ユリアヌス(Flavius Claudius Julianus)は4世紀のローマ皇帝で、国教化したキリスト教よりもローマ古来の異教を復活させようとした偏屈あるいは変わり者的豪の者であると言われるが、むしろ今で言う自由主義的な立場の人であり、異教を復活させる代わりにキリスト教も自由に活動させるというものであったらしい。彼の母親 Baslina は、彼を産んで間もなく亡くなっている。寂しい少年時代だったらしい。しかし、政治と軍事を司ることが運命の家系だから、なかなか凡人には想像もつかない凄まじい人生だった。果たして、死の床で「ナザレ人(イエス・キリストのこと)、汝が勝てり」と言ったかどうかは定かではないが、何ほどかイエスを思うところがあったのではないかと想像する。

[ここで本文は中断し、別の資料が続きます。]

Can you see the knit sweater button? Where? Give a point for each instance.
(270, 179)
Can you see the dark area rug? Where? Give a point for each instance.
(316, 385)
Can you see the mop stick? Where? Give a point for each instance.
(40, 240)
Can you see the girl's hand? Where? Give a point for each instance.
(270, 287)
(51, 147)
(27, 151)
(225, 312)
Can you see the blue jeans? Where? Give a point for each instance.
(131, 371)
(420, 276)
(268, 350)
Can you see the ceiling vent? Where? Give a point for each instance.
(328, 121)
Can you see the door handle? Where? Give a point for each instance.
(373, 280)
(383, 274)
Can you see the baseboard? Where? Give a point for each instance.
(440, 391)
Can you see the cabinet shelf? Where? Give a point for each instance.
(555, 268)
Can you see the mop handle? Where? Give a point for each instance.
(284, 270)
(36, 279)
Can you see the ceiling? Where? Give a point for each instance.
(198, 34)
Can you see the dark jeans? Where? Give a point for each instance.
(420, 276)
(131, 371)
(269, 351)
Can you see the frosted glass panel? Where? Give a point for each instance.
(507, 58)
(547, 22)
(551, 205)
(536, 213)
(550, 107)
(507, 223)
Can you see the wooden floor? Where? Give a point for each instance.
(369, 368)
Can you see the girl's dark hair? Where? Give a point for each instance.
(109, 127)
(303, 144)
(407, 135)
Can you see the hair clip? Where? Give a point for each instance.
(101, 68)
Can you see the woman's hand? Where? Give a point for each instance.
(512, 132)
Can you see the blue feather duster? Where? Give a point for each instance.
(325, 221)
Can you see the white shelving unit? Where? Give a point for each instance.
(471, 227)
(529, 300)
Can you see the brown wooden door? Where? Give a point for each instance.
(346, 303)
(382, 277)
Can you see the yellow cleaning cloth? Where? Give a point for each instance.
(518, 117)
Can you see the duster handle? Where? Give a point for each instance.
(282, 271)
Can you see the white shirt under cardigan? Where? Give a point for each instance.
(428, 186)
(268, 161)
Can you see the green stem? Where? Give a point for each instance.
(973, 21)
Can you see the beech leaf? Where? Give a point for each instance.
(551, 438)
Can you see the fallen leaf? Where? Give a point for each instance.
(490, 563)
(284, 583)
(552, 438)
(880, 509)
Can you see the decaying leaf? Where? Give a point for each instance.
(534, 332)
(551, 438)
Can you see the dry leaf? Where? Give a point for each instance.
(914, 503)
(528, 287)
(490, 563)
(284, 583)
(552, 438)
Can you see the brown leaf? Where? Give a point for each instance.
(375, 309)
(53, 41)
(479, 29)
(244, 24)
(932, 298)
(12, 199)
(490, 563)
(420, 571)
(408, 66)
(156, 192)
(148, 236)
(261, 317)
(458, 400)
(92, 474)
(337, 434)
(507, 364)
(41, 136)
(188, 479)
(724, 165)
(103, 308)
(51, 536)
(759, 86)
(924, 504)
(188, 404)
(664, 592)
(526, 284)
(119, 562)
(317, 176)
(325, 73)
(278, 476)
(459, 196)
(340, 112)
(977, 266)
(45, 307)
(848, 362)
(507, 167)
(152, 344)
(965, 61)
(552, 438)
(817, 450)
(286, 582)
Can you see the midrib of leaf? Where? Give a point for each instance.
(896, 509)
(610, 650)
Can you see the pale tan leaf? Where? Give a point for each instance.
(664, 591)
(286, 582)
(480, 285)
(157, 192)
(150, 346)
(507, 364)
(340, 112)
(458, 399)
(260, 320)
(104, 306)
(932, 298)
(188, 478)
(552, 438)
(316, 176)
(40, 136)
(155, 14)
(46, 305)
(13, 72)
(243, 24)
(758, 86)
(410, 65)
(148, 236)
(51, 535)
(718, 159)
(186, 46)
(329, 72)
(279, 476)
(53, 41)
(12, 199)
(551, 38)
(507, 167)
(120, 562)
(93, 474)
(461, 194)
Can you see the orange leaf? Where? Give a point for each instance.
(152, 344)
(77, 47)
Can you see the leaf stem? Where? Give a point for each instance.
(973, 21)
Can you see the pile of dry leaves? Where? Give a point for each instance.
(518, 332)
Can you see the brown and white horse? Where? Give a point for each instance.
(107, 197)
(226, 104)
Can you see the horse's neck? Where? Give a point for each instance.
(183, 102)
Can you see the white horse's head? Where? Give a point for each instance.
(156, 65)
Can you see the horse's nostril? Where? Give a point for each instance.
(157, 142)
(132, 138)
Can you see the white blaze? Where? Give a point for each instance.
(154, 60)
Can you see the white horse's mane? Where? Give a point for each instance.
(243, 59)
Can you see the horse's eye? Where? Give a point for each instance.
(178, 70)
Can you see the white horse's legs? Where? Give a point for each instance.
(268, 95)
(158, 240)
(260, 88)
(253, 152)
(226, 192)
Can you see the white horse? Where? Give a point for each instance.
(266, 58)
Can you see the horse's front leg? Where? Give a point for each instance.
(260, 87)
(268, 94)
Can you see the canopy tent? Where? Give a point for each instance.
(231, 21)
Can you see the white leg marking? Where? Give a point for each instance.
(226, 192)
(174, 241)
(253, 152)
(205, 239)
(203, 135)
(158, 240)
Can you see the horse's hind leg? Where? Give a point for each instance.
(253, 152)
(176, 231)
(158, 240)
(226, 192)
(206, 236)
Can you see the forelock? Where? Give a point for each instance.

私のブログに登場する回数の多い神学者に新約学者の Bart D. Ehrman がいるが、来年の2月にGod's Problem: How the Bible Fails to Answer Our Most Important Question--Why We Suffer という本を出すらしい。新約学者が神学の本を出すという趣向だが、この中に彼の、いわゆる背教というわけではないが、不信仰に陥った個人的体験も書かれているらしい。彼は思春期に劇的な改心で信仰の世界に入り、新約聖書は全文暗記したというから並ではない。初めは Moody Bible Institute という超保守的な学校で学び、最後はプリンストンで Bruce M. Metzger の指導を受けPh.D. の学位を取得した。(クレアモントのMcDonald 先生もそうだが、ハーヴァードに行く前はなにしろあのBob Jones University だからね。そして結局へんてこな研究傾向になる。今イーアマン先生はノースカロライナで教えている。
大体だ、「なぜ俺たちは苦しむ」などという問題設定が問題だし誤解を生む元なのだが(Dr. Waterman 風に言えば、神学のゴミ)、神学の分科に Theodicy(神義論と日本語では言うと思う)というのが元々存在することは事実だ。20世紀後半でこの分野で有名な学者は John Hick。多分、日本語訳もあるだろう。このヒック先生はクレアモントでも教えていた。そして、このヒック先生と一緒に Why Believe in God? という本を書いた先生に(もう亡くなったが)Michael Goulder いう先生がいた。この先生はバーミンガムの僧正様だったが、「もう辞―めた、ついでにキリスト教信仰も止-めた」といってキリスト教の世界から姿を消した。1981年のことである。ある意味でプロテスタント系の学者の研究が袋小路に入っていた時期だ。
ゴールダー先生は、有能な若者のあたら青春を神学やキリスト教のために費やさせる呵責に忍びず、教えることを止めてしまったという次第。それから後、20世紀の終わり頃、イエス・キリストなど信じねー、と宣言したものだから、ゲッチンゲン大学のプロテスタント神学部を追い出され、一般教養学部に配置換えされた大将がいる。あの有名な Gerd Lüdemann だ。ただし、神学部を追い出されても新約学者で、いろんな変なことを教えている。しかし、ときどき鋭い聖書の解釈もする。
このリューデマン大将とイーアマン提督はサンディエゴの学会上に現れる予定。イーアマン先生、あんたは新約学者なんで、その限りは立派、余計なことに首を突っ込むと危ういなー。本が出たら、こきおろしたろ。